Interestingly, this is not the first time Disney has gone over 60 percent. Some of the Star Wars franchises have gone up to 64 percent of ticket sales and two weeks in the theater’s largest auditorium, according to SlashFilm.
Some of the smaller theaters have decided against carrying the film when it releases before Christmas. Theaters with a limited number of auditoriums, for example, wouldn’t want to be tied in to a four-week deal that doesn’t allow them to play anything else during that time.

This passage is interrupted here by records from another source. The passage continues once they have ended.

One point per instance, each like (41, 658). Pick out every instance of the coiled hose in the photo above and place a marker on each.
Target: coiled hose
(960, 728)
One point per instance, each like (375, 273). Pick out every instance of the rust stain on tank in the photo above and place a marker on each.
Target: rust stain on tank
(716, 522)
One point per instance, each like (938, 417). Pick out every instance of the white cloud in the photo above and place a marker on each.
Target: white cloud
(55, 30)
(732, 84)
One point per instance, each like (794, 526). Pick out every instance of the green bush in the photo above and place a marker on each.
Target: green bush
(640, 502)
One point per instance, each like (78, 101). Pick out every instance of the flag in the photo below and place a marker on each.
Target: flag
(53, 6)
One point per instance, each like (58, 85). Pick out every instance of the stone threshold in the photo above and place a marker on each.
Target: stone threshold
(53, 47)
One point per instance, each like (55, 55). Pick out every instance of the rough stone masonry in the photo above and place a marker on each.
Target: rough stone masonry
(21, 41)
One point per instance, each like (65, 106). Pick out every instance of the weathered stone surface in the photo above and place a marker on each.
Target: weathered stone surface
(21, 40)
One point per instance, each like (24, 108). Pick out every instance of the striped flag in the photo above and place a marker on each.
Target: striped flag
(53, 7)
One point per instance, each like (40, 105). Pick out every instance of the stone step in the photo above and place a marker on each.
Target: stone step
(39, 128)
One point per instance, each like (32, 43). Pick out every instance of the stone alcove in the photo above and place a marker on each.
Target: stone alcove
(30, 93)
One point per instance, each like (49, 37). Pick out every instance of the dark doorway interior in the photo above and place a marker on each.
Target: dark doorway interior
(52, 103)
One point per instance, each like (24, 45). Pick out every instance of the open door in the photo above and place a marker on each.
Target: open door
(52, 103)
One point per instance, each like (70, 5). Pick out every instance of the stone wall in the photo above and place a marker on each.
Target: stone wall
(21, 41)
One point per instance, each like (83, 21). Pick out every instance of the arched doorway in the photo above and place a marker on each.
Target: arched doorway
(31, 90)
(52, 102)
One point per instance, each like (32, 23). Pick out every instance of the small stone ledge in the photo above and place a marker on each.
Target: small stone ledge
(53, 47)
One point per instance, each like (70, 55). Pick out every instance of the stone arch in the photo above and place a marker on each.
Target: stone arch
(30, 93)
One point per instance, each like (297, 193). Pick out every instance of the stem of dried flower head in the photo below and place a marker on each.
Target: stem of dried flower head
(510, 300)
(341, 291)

This kind of leverage has never been used by a Hollywood studio, but then, it’s Star Wars after all, and Disney is clearly squeezing every last drop of audience appetite for the franchise. Moreover, Star Wars is not the only strong card in Disney’s hand. With the Marvel Universe and its own string of animated hits, Disney is in a stronger position than anyone else to command such ticket sales splits.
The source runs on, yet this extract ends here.